AGRICULTURAL CREDIT AND CREDIT POLICY 9.1 Sources of Agricultural Credit

Two (2) major sources of credit to farmers can be:- (1) Traditional or Non-Institutional (Informal) Sources (2) Institutional, Formal Sources

Informal sources of microfinance are provided by traditional institutions that work together for the mutual benefits of their members. These institutions provide saving and credit services to their client. The informal/traditional microfinance institutions operate under different names in Nigeria, for instance

„esusu‟ among the Yorubas, „etoto‟ for the Igbos and „adashi‟ for the Hausas.

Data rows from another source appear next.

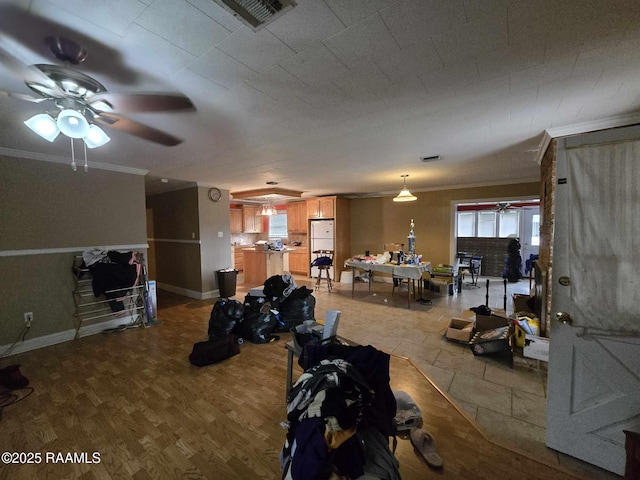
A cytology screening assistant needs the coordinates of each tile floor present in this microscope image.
[236,274,619,479]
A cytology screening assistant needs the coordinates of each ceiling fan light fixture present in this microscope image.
[57,108,89,138]
[393,175,418,202]
[83,125,111,148]
[24,113,60,142]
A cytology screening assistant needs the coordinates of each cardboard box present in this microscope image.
[469,327,511,355]
[513,293,533,312]
[445,317,473,343]
[429,278,453,296]
[473,309,509,332]
[522,334,549,362]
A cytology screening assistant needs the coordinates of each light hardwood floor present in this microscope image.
[0,277,620,480]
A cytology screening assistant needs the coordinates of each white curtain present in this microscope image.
[566,141,640,335]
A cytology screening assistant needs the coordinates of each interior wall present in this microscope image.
[350,182,540,265]
[0,156,146,346]
[147,186,233,299]
[146,186,202,296]
[198,187,233,298]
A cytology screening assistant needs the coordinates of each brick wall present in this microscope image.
[539,140,558,335]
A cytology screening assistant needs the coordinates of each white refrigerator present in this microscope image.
[310,220,335,279]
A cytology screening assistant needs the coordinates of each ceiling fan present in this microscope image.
[0,36,195,148]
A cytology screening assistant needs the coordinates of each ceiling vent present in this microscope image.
[214,0,296,31]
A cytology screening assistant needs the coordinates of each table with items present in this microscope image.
[344,256,431,308]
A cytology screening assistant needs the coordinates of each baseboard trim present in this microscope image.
[0,315,139,356]
[157,282,220,300]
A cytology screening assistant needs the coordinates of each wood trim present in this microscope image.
[231,188,302,200]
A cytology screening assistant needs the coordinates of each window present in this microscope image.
[458,212,476,237]
[498,210,520,238]
[457,208,524,240]
[269,214,288,238]
[531,215,540,247]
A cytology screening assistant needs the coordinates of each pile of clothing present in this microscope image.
[79,248,141,312]
[281,344,400,480]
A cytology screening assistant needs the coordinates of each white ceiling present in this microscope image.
[0,0,640,196]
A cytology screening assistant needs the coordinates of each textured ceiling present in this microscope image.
[0,0,640,196]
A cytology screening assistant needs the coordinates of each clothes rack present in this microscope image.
[72,252,148,339]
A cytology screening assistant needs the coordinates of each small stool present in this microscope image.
[311,250,333,293]
[316,266,333,292]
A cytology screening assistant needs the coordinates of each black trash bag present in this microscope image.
[244,295,288,332]
[233,311,278,343]
[244,294,271,313]
[189,335,240,367]
[274,287,316,332]
[209,298,244,339]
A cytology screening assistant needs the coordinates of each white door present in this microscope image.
[543,129,640,475]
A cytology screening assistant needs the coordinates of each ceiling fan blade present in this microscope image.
[0,90,47,103]
[86,92,195,113]
[0,39,57,89]
[94,112,182,147]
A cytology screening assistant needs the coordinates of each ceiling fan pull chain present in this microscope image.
[82,142,89,172]
[69,137,77,172]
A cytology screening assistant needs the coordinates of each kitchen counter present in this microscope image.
[242,248,295,286]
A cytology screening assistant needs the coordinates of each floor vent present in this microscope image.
[215,0,296,31]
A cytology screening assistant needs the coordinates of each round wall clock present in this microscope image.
[209,188,222,202]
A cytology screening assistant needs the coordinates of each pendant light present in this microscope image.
[393,174,418,202]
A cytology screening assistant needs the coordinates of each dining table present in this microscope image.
[344,258,431,308]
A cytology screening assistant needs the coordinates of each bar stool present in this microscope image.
[311,250,333,293]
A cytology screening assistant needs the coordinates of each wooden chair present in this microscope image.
[311,250,333,292]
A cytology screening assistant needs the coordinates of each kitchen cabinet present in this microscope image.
[307,197,336,218]
[289,247,310,275]
[287,202,307,235]
[242,248,291,286]
[229,208,242,233]
[242,205,263,233]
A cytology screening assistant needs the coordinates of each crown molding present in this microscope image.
[0,147,149,176]
[535,113,640,165]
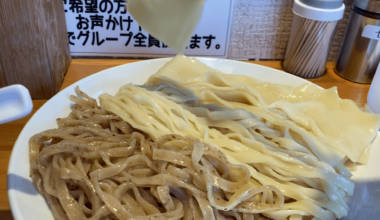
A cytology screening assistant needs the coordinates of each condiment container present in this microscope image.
[0,0,71,99]
[334,0,380,83]
[367,61,380,114]
[283,0,345,78]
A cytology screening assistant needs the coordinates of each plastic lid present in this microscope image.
[293,0,345,21]
[354,0,380,13]
[301,0,343,9]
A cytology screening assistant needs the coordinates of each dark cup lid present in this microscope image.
[354,0,380,13]
[300,0,343,9]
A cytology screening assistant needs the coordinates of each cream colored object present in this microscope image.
[99,56,379,219]
[127,0,204,54]
[148,56,380,166]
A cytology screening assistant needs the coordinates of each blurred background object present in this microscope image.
[335,0,380,83]
[283,0,345,78]
[0,0,71,99]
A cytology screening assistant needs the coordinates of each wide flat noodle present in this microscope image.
[99,84,354,219]
[29,88,284,220]
[146,56,380,165]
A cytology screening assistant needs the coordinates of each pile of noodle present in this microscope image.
[29,88,284,220]
[99,56,380,220]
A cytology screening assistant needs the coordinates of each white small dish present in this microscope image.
[0,85,33,124]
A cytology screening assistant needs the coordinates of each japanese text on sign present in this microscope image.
[63,0,233,57]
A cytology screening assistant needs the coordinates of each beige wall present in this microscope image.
[228,0,352,60]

The key features of these schemes are savings and credit components, informality of operations and higher interest rates are prevalent. The informal associations that operate traditional microfinance in various names and forms are found in all the rural communities in Nigeria, they also operate in the urban centres. Members of this group include individuals, friends, relatives, shopkeepers, moneylenders, landlords, cooperatives and leasing associations.

Formal microfinance suppliers are licensed, supervised and regulated by Central Bank of Nigeria to operate as financial institutions. Their key features include, taking deposits from members of the public and lending the funds to users directly or indirectly singly or in groups. They have complete management structure, specialized manpower and are generally motivated by profit drive. They may be fully owned by public or private institutions or individuals. Members of this group include Nigeria Agricultural Cooperative and Rural Development Bank (NACRDB) (now Bank of Agriculture (BOA)), Microfinance Banks (MFB), commercial banks such as First Bank Plc, Union Bank among others.The source of funds for multipurpose cooperatives is the individual membership monthly contribution, while for the organized microfinance is aid and grants which mainly come from abroad. Major donor organizations are – United Nations Development Programmes (UNDP); Ford Foundation; African Development Foundation (ADF); Community Development Foundation among others. Experiences of other African developing countries like Bangladesh, Malawi, Kenya, Tanzania and Togo in micro financing show similar trends with Nigeria. The successes recorded from these countries are as a result of the adoption of the Grameen Model (moved from micro credit to microfinance, started more individual- based lending).